We are now able to effectively scan most of the common variation in the human genome and look for variants associated with diseases
Peter Donnelly
Oxford University

“We have done genetics at a scale it has never been done before,” says Mark Walport, director of the Wellcome Trust. “This study has shown you can identify those genes that cause common diseases like Crohn’s and diabetes.”
Walport says it is clear that individual groups studying small numbers of patients would not have been able to produce these results.
The genomic differences
Oxford University’s Peter Donnelly, who chaired the project, says, “Before, you could turn on the lights in a small number of places. What’s new is the ability to turn on half a million lights. You get to see a large proportion of the variation in this way.”
Comparing the DNA of people with a disease with healthy controls highlights the parts of the genome that are different.
In time, people could be screened to find out who is most at risk and be advised on changes to lifestyle.
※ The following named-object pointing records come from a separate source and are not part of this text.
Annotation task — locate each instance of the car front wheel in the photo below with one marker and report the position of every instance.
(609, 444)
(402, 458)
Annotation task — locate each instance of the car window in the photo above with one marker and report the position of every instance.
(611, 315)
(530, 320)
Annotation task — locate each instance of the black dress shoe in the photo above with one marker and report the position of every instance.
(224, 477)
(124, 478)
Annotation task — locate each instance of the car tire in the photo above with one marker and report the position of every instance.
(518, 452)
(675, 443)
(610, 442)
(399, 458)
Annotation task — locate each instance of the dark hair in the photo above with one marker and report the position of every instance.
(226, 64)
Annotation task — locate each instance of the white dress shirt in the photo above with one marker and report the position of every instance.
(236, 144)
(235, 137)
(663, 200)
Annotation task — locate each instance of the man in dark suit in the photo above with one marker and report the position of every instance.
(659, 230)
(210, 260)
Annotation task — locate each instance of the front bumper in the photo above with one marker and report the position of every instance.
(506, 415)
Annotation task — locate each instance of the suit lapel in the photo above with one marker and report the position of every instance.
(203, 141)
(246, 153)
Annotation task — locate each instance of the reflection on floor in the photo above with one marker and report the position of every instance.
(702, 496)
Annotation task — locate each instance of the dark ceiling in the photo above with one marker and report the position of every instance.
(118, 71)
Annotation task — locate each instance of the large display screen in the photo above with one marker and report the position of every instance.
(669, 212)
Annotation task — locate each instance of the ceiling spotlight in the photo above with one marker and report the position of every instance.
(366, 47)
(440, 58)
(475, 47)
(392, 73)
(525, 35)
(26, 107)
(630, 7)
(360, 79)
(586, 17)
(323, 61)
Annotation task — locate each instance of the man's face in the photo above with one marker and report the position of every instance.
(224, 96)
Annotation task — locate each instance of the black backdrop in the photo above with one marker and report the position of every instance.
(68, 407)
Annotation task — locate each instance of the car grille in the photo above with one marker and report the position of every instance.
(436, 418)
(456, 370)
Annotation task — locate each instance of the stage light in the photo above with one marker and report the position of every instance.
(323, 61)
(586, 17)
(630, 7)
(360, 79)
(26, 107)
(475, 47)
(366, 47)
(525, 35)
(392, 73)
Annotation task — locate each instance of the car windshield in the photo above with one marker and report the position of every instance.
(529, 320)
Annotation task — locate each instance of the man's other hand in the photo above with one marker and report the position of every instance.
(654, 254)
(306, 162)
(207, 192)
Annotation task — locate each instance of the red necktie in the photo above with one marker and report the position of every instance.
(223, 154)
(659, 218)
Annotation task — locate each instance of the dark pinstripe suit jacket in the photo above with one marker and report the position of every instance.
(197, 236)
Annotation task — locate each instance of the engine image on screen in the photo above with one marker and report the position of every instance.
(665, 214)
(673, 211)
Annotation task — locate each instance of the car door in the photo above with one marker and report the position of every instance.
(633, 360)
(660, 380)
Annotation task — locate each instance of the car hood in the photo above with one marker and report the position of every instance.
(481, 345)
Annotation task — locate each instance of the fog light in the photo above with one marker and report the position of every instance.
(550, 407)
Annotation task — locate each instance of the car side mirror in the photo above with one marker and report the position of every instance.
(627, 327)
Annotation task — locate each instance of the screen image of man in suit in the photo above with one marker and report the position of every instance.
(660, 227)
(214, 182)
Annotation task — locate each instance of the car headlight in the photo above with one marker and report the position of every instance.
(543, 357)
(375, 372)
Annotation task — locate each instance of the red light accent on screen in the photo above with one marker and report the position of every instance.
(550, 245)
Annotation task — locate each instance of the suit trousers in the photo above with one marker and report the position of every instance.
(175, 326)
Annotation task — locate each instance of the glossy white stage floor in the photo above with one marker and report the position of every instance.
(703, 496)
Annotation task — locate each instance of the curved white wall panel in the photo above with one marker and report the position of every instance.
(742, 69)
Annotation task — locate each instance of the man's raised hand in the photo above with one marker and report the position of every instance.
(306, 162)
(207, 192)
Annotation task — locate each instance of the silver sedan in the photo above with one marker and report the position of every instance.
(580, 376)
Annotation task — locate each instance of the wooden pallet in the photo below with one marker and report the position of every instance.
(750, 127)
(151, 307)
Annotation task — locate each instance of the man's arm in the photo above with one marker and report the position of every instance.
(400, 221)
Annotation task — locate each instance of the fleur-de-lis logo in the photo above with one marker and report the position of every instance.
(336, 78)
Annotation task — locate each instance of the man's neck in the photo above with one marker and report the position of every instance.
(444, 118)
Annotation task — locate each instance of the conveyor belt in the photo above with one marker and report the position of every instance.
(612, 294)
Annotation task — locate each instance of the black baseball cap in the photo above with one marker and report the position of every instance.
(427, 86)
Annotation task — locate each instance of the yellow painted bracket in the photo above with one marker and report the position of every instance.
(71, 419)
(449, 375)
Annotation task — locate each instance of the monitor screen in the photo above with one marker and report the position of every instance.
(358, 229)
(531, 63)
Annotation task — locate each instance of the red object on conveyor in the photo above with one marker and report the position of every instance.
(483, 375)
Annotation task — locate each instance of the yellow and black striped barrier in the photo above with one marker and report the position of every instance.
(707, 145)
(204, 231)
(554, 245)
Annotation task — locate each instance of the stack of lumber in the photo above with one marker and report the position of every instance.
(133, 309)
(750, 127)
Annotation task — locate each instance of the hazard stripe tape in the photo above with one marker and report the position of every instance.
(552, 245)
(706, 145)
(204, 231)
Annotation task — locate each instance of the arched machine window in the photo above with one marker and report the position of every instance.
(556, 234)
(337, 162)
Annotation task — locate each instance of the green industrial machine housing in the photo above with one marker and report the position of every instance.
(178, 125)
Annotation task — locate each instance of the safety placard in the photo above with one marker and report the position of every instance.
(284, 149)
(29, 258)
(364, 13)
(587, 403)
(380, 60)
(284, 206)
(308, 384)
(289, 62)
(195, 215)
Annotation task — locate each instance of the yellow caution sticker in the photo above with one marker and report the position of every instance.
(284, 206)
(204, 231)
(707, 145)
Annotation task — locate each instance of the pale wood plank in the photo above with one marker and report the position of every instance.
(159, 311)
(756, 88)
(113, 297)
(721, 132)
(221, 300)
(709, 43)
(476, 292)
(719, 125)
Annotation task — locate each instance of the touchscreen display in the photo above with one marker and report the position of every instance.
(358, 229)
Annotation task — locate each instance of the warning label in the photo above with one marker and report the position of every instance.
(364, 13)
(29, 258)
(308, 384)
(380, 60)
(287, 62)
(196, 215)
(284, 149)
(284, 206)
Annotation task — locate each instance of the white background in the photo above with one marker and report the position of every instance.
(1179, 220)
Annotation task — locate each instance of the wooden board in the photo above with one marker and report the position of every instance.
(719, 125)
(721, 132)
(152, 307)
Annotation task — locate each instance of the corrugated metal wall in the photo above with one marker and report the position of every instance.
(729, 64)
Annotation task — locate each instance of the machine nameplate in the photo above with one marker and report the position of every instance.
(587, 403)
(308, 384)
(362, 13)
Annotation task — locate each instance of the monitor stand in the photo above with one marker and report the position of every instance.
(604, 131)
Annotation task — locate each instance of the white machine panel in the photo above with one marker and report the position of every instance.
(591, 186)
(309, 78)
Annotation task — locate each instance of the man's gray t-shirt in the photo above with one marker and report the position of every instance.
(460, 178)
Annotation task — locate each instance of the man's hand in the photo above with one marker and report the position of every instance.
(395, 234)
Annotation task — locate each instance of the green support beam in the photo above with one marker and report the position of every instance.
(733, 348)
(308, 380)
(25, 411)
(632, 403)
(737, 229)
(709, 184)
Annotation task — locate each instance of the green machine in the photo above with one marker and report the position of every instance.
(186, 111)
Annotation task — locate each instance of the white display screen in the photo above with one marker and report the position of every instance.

The genes are also possible targets for use in discovering new drugs.
The value of UK Biobank
The next stage of the Wellcome study will look for genes associated with tuberculosis, breast cancer, thyroid disease, multiple sclerosis and ankylosing spondylitis
“This research shows that it is possible to analyse human variation in health and disease on an enormous scale,” says Walport.
It also highlights the importance of the £60 million UK Biobank study – which has the Wellcome Trust and The Department of Health among the organisations funding it – which is collecting blood samples and lifestyle data from 500,000 middle-aged volunteers.
The aim is to understand the links between health, the environment and genetic variation.
“We are now able to effectively scan most of the common variation in the human genome and look for variants associated with diseases,” says Donnelly.
“This approach will undoubtedly herald major advances in how we understand and tackle disease in the future.”